I have just tried Watco spray lacquer on a group of peppermills.  The stuff claims to be "foolproof" and I believe I have proven that!

Great finish, actually DOES dry in 30 minutes or less for next coat.

Anyone know if there is another "shoe to drop"?  Is this finish really as good as it looks?  Or will it flake off next week???

All input gratefully appreciated.  

(for the wiseacres, NO, the peppermills are NOT plastic or PR!!  I DO, very occasionally, turn WOOD!!)


----------



## penbros (Aug 7, 2006)

I FINISHED A CANDLE STICK ABOUT A MONTH AGO AND USED WATCO LAQUER. AND IT LOOKS JUST FINE TO ME, BUT A CANDLE STICK IS SOMETHING THAT YOU WOULDNT BE TOUCHING ALL THE TIME.


----------



## Turnitall (Aug 7, 2006)

It is basically the same stuff as Deft Spray Lacquer... follow the directions, use it correctly and it is virtually foolproof....


----------



## challagan (Aug 7, 2006)

Just avoid applying in high humidity or it will blush just like any other spray lacquer. 

Corey


----------



## Jerryconn (Aug 8, 2006)

Is there a rule of thumb as to when the humidty is too high?


----------



## Firefyter-emt (Aug 8, 2006)

For humid days, I spray them in the shop and let them flash & dry in my office with the A/C on.


----------



## RussFairfield (Aug 8, 2006)

> _Originally posted by Jerryconn_
> <br />Is there a rule of thumb as to when the humidty is too high?



I don't know of any rules, but experience has taught me that I can get into trouble with blushing whenever the dew point is less than 20F lower than ambient. Anything less than that and condensation in the air stream or condensation from the cooling effect of the evaporating thinners in the surface film can cause blushing.


----------



## rgundersen (Aug 9, 2006)

hmm sounds like a finish impossible to use in Houston unless you have a moisture controlled shop...


----------



## ed4copies (Aug 14, 2006)

Thanks for the responses!

No horror stories, guess I'll keep using it!
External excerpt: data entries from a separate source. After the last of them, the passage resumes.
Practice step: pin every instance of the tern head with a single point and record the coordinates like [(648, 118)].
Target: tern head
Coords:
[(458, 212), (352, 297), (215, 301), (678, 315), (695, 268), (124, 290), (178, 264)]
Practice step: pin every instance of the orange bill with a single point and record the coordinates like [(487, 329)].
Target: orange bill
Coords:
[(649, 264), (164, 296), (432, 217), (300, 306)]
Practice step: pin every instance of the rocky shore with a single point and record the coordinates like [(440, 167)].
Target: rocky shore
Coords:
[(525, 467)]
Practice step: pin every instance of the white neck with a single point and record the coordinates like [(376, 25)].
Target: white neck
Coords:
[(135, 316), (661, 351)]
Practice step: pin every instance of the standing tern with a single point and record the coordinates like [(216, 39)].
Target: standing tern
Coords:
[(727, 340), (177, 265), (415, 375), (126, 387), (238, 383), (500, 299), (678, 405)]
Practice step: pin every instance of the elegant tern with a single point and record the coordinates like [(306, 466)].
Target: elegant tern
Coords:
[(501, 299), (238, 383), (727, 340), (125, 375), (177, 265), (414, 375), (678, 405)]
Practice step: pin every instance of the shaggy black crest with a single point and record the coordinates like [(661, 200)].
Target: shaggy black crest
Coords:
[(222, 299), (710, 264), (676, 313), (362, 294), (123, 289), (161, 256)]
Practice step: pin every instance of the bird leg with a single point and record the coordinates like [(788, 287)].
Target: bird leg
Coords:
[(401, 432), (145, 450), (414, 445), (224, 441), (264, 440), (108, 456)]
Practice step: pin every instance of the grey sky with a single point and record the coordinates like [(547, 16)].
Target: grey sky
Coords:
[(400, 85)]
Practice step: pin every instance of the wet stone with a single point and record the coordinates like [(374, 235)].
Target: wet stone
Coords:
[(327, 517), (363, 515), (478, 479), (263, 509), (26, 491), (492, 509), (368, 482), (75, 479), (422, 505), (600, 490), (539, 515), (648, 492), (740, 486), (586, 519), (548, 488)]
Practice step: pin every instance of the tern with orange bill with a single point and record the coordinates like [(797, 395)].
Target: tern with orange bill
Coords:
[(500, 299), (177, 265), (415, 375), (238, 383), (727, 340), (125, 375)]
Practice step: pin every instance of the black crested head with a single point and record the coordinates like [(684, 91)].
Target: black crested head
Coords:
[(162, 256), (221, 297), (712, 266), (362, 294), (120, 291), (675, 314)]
Russ, are you also a meteorologist???[][][][]


----------



## KC (Aug 16, 2006)

> _Originally posted by penbros_
> <br />I FINISHED A CANDLE STICK ABOUT A MONTH AGO AND USED WATCO LAQUER. AND IT LOOKS JUST FINE TO ME, BUT A CANDLE STICK IS SOMETHING THAT YOU WOULDNT BE TOUCHING ALL THE TIME.



I use DEFT spray, followed by the HUT wax stick.  I've been carrying a stabilized BEB for several months now, even when I'm working in the shop.  When I don't have a pocket on a shirt, I stick it through the button flap and it's exposed to sweat and skin contact for hours on end.  I don't see any obvious wear of the finish.

KC


----------



## 4reel (Aug 20, 2006)

I have been using Watco and I am getting great finishes. I use the spray on. I tried two coats and that turned out to be a bust. One of the pens I gave to a friend was in his leather imitation briefcase in one of the pen slides. He left it in his car on a hot day and the two layers came off where it touched. I am not putting a minimum of 6 coats. every thirty minutes I spray. The finish is better than two by a large margin. I then use MM to 12000 and they look great. On pourous pens I will have to go with more coats. My next try will be 6 cots polish and then another 4 to see if I can get the perfectly smooth exterior. So heat, leather like material and Watco seem to be an issue.  I also give a coat of Rennisance wax when done to get a better feel.


----------



## txcwboy (Aug 20, 2006)

I just got some Deft sealer and gloss in the spray can. I tried it for the first time this weekend and it worked pretty good ! I applied the sealer twice and let it dry. Then wet sanded it with the grey MM.Then shot several coats gloss lacquer let it dry a few minutes in between.Then wet sanded it again with grey MM then polished it with Hut high gloss plastic polish. I did all this with the lathe running.

Dave


----------